Lagos State Internal Revenue Service (LIRS) has implored owners of hotels, restaurants, and event centres in the state to ensure contribution to the development of Lagos through prioritization of the monthly collection and remittance of 5 percent consumption tax on personal services and all consumables. The Hotel Occupancy and Restaurant Consumption Law, also known as “Hotel Consumption Law”, was enacted by the Lagos government on June 22, 2009. It imposes a 5 percent consumption tax on the value of goods and services consumed in restaurants, hotels and event centres across the state.
The tax base is usually the aggregate cost of consumables, facilities or personal services by, in or on behalf of the restaurant, hotel or event centre. In a speech, the Director of New Growth, LIRS, Jimi Aina, said that the consumption tax is the major source of revenue for the government of Lagos. The funds gotten from the revenue is used for the provision of public amenities and services which include healthcare, transportation, education, and security.
Consumers who buy taxable goods and services pay the tax.
Therefore, owners of hotels, restaurants and event centres have an obligation to ensure registration with the LIRS as collecting agents. Aina added that in contrast to the belief of people concerning consumption tax, there have been no imposition of additional taxes on hotels, restaurants, and event centres by Lagos state. Instead of this, consumers who buy taxable goods and services in the state pay the tax as it has been included in the price of goods and services and is collected by collecting agents on behalf of the state government.

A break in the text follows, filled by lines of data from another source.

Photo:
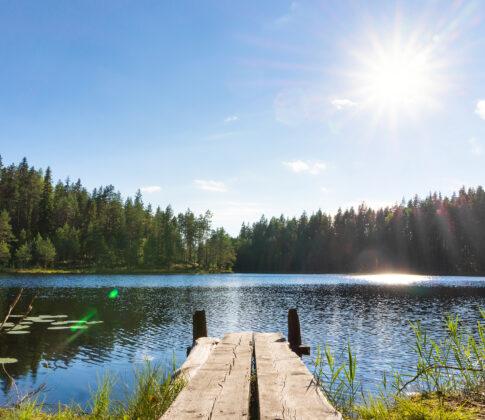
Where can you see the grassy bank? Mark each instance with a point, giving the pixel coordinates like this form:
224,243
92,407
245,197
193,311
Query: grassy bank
154,392
448,381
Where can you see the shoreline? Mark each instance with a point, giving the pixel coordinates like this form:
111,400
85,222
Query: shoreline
92,271
196,270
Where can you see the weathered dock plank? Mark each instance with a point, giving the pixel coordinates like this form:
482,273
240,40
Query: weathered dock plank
197,357
220,387
286,388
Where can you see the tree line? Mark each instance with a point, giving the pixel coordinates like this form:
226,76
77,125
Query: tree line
63,225
435,235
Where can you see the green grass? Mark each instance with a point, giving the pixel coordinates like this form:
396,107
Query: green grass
174,269
154,392
448,381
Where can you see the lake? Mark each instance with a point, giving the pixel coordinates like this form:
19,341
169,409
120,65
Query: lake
149,317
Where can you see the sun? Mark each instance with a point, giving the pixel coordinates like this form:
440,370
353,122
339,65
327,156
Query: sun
392,78
398,78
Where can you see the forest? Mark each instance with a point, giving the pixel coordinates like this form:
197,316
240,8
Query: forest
62,225
43,224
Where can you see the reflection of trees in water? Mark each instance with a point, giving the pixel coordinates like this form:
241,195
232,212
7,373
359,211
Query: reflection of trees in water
124,319
374,318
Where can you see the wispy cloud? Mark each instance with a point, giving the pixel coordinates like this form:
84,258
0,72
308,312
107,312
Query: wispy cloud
221,135
342,103
301,166
231,118
209,185
480,109
475,147
150,189
287,17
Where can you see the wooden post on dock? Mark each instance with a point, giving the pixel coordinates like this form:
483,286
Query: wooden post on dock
199,325
294,334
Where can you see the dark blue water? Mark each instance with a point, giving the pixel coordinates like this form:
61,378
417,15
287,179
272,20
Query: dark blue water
151,317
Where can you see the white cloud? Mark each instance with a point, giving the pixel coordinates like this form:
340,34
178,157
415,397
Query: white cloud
342,103
475,147
300,166
209,185
480,109
221,136
231,118
150,189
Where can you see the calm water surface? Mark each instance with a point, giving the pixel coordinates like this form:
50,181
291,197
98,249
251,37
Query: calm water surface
151,317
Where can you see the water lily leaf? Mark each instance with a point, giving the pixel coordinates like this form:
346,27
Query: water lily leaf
44,320
69,327
7,360
66,327
78,327
20,327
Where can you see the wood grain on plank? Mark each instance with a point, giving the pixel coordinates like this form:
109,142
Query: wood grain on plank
197,357
286,388
220,388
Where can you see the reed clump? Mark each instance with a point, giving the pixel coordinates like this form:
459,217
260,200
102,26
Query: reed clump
448,381
154,391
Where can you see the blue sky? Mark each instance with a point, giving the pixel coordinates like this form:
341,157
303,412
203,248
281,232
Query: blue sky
247,107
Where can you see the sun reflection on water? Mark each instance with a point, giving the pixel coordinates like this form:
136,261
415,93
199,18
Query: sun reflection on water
393,278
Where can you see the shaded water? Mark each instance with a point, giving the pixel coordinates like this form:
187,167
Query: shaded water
151,317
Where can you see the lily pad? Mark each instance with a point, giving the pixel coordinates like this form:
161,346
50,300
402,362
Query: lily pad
41,320
20,327
69,327
7,360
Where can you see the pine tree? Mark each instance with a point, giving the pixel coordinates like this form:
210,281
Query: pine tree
46,205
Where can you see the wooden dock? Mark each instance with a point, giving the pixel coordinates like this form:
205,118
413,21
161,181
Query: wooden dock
248,375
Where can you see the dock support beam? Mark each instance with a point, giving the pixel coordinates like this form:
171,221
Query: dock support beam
199,325
294,334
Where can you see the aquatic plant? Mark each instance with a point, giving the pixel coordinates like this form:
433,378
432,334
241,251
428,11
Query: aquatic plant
447,381
154,391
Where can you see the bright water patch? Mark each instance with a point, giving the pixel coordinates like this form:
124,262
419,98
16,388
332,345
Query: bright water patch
149,318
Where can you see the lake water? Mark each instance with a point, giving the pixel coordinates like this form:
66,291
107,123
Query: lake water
149,317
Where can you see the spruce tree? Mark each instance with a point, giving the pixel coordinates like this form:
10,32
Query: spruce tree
46,205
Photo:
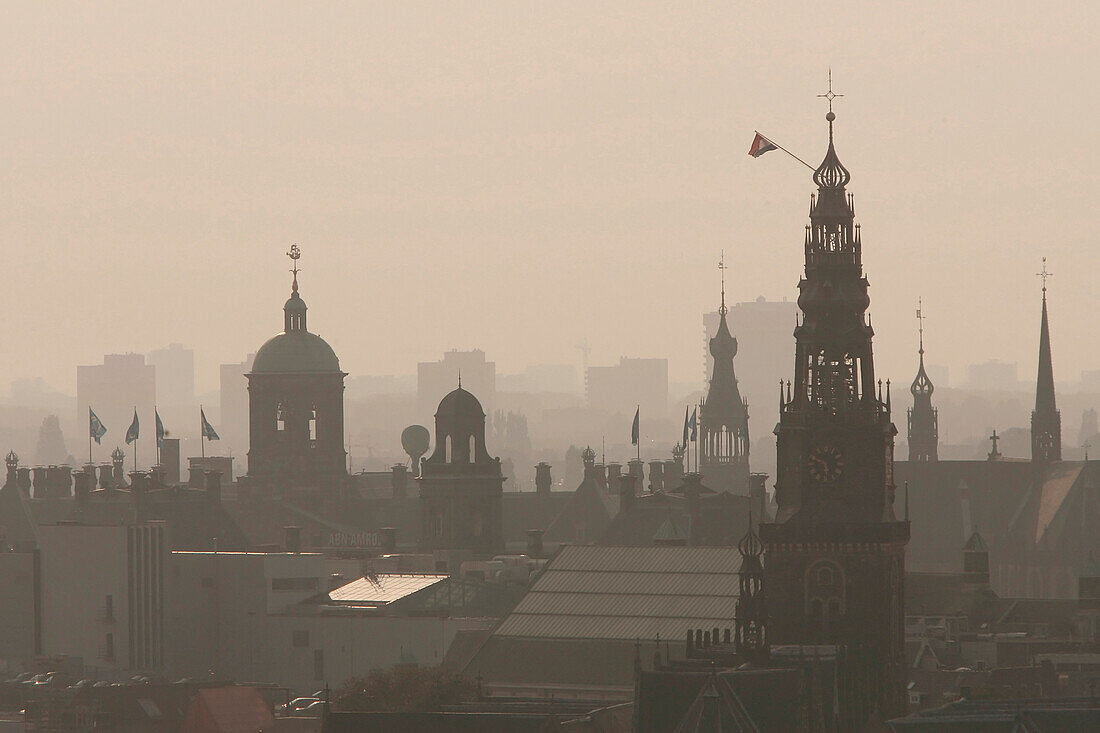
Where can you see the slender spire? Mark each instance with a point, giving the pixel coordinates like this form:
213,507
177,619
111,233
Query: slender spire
1046,422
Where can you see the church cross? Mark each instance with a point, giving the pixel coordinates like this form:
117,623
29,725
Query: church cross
829,95
1044,274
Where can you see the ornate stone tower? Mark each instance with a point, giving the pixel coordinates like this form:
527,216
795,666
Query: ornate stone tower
750,621
1046,419
461,484
835,556
296,405
724,418
923,418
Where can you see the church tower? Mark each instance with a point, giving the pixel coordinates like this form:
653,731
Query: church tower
724,418
835,555
461,484
923,418
1046,419
296,405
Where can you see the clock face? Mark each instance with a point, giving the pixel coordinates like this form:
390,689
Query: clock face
826,463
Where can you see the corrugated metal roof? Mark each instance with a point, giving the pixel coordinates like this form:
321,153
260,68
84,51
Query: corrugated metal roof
593,592
385,588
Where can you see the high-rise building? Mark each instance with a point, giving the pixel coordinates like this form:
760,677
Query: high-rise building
296,405
836,553
436,379
175,375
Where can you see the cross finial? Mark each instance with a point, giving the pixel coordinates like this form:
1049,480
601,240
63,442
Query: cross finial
829,96
295,253
1044,274
722,270
920,324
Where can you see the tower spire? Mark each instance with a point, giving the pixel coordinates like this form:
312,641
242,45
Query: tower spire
1046,420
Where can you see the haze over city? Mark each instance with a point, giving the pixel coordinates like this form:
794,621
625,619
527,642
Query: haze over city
516,178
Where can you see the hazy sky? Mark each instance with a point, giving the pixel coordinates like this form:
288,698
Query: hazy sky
518,175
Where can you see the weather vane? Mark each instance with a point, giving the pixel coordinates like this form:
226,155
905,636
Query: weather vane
722,270
1044,274
295,253
829,95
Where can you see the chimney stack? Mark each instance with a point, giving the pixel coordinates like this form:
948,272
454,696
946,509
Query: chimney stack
399,480
293,540
535,543
542,480
212,485
657,476
626,491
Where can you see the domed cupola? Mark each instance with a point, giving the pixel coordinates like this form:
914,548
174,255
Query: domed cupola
295,349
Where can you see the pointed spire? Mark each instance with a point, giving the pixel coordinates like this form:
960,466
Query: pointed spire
1046,422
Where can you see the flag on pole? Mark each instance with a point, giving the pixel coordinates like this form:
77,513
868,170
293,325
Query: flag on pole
761,145
96,427
134,430
208,430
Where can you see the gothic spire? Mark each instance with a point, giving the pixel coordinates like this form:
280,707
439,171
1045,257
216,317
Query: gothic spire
1046,420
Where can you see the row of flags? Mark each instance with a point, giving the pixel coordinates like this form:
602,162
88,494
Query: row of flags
97,429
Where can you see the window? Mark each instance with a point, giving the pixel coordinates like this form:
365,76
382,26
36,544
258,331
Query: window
299,584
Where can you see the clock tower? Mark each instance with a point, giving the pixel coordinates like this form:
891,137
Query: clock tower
835,555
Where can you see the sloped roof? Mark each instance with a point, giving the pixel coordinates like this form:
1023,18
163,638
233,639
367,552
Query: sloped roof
384,588
628,593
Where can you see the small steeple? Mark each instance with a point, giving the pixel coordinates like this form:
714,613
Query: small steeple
1046,420
923,418
294,310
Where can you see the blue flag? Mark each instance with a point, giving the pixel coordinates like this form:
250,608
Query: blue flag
134,430
208,430
96,427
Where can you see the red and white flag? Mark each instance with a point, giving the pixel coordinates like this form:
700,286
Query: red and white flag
761,145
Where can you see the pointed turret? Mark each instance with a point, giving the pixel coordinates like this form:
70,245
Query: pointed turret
923,418
1046,420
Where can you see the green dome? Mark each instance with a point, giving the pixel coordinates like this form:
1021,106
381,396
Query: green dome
296,351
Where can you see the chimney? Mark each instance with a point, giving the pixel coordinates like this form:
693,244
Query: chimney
195,478
293,538
758,491
212,485
83,482
542,480
40,481
399,479
12,462
23,480
614,476
657,476
626,491
535,543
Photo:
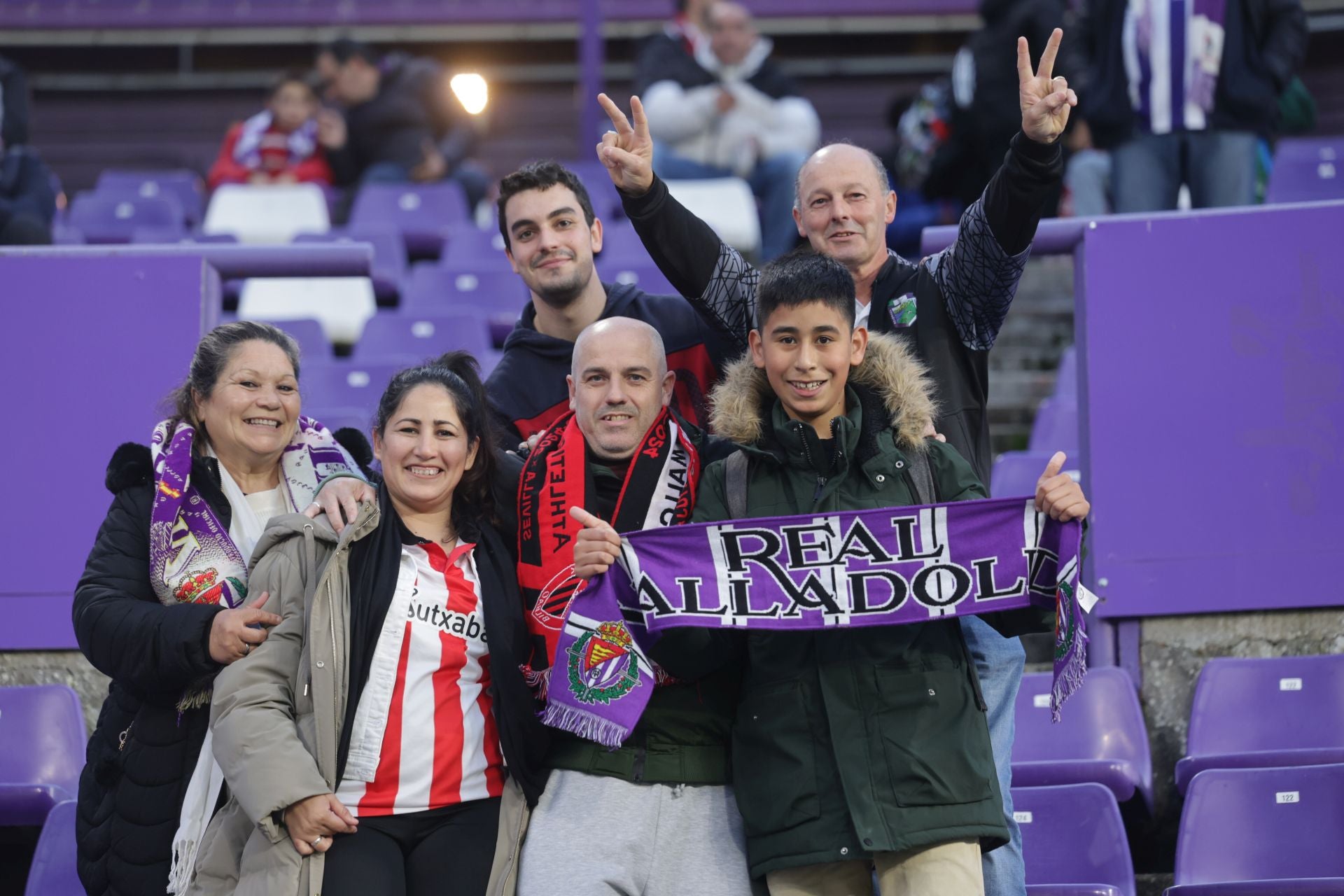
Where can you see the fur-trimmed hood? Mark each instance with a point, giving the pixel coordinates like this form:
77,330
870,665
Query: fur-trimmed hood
742,399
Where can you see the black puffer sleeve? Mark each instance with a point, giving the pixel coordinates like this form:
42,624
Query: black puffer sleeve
120,624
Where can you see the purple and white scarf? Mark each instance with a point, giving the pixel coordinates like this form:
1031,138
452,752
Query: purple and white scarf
892,566
1174,52
191,556
302,143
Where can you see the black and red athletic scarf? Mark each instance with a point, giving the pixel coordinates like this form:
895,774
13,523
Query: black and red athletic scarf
659,491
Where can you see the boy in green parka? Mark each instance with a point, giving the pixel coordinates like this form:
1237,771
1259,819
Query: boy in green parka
854,748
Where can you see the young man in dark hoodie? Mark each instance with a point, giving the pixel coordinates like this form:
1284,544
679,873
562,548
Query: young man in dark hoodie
552,235
853,748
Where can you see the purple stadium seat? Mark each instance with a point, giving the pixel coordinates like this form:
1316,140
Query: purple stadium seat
1056,428
308,332
430,289
424,214
1297,704
388,267
104,219
647,277
52,871
1066,381
336,418
391,336
1250,832
1074,841
1016,472
349,384
186,186
1100,739
1307,171
622,246
42,750
473,250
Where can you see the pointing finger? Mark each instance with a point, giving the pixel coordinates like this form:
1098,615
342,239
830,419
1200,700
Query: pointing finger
587,519
1023,61
641,121
613,112
1047,59
1057,464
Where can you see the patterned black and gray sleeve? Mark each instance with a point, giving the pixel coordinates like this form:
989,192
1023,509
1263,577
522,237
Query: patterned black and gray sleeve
715,279
979,273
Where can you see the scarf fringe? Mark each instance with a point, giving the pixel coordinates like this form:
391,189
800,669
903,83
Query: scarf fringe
585,724
1070,676
183,865
538,680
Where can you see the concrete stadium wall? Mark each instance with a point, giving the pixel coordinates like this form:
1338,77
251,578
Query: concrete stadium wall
1174,649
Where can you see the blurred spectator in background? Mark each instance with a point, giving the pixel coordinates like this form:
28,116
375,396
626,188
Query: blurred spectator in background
729,112
921,130
401,121
27,198
683,33
984,88
1183,92
14,104
277,146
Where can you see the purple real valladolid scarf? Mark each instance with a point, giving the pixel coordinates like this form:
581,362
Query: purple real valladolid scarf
191,556
892,566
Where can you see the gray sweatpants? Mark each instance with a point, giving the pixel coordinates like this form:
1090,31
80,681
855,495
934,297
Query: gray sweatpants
593,836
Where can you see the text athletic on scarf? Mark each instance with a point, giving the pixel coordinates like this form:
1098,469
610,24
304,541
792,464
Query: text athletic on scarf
891,566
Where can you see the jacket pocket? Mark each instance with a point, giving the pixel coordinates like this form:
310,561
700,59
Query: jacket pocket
933,738
774,771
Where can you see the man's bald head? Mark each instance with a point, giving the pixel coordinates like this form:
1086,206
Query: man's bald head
843,206
601,336
732,31
619,384
836,155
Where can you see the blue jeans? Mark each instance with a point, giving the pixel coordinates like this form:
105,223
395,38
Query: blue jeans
772,183
1218,167
999,663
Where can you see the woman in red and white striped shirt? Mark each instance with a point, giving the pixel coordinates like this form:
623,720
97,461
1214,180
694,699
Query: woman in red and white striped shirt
417,638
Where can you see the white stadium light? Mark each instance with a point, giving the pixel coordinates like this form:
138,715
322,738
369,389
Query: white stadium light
470,90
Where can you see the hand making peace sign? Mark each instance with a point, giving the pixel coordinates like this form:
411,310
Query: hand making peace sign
626,152
1044,99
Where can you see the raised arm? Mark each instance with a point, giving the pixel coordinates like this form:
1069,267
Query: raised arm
980,272
253,710
707,272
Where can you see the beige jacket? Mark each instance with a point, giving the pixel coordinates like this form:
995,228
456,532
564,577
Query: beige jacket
276,715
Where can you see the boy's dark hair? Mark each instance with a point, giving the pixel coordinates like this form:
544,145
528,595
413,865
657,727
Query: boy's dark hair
292,77
542,175
346,49
803,277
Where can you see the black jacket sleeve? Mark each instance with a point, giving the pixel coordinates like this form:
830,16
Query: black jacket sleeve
120,624
711,274
1281,29
1016,195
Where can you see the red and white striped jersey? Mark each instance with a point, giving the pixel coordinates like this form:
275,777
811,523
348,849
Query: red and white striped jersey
440,742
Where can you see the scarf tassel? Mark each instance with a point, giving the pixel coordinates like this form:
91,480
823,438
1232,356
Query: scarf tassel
585,724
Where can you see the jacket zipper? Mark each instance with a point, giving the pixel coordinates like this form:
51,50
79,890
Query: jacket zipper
331,620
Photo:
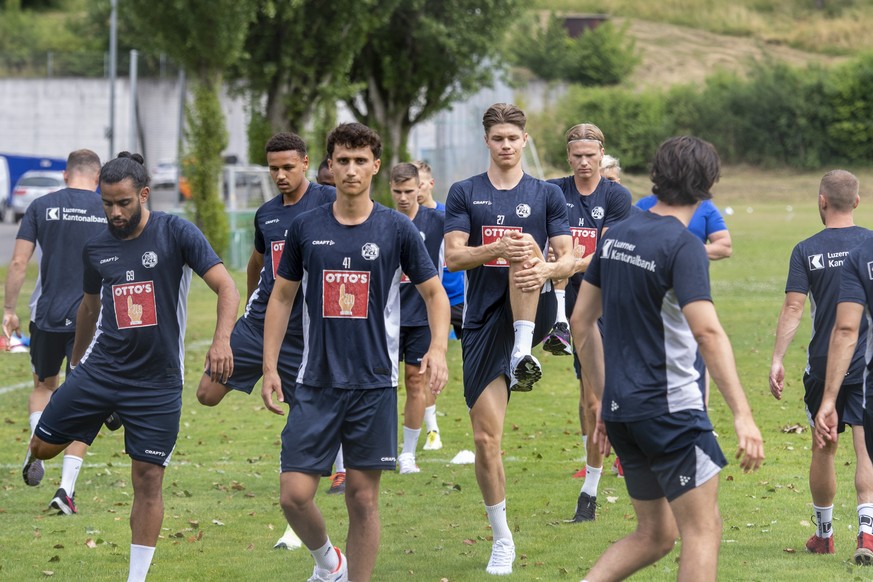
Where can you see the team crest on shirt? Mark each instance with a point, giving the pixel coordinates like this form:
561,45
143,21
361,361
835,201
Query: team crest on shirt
149,259
345,294
276,248
492,234
584,241
370,251
134,305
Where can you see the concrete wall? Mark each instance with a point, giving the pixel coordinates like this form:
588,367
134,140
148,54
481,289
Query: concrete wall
52,117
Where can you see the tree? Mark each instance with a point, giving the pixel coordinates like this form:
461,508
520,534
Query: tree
297,57
206,38
430,54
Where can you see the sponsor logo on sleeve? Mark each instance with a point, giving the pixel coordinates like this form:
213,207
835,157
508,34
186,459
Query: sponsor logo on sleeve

Several people do not understand the idea behind consumption tax as majority thinks it is an extra burden on restaurants and hotels. However, the reverse is the case as customers are the ones who are taxed when they attend events, dine out or even have drinks at a bar. Through payment of the tax rate of five percent, consumers are able to partake in the development and maintenance of the amenities and services they benefit from. Section 1 of the Lagos State Consumption Tax Law states that the tax is charged and payable by the consumer.
Collecting agents are responsible for collecting taxes from consumers.
Resultantly, consumers in Lagos State who purchase taxable goods and services within the state have the responsibility of paying the tax. It is added to the price of the goods and services and paid to the collecting agent for the government. Aina added that although the collecting agents are saddled with the responsibility of collecting taxes from consumers, to remit to the LIRS, the deadline for remittance is likewise important. He stated that the remittances have to be made on the 20th day of the month after the collection month, and not later.
Furthermore, Aina highlighted that there are legal implications attached to non-remittances by collecting agents who refuse to deliver the tax collected from consumers to the LIRS within the stipulated time. Any collecting agent that fails to remit collected tax within the given time will pay a 10 percent penalty of the amount that was not remitted and over 5 percent of the prevailing Monetary Policy Rate of the CBN of Nigeria. Additional penalties may also include prosecution and closure of business.
All collecting agents keep and maintain books on chargeable transactions.
Additionally, the LIRS ensures that the monthly filing of returns on sales is followed by a report that states the aggregate amount of payments of every chargeable transaction during the preceding reporting period. Through this, all collecting agents are expected to ensure safe-keeping, maintenance and preservation of books, records and accounts that concern all chargeable transactions under the Law as they — hotels, restaurants, event centres and other businesses — are affected by the law, and are expected to register with LIRS, keeping records of evidence of registration as collecting agents.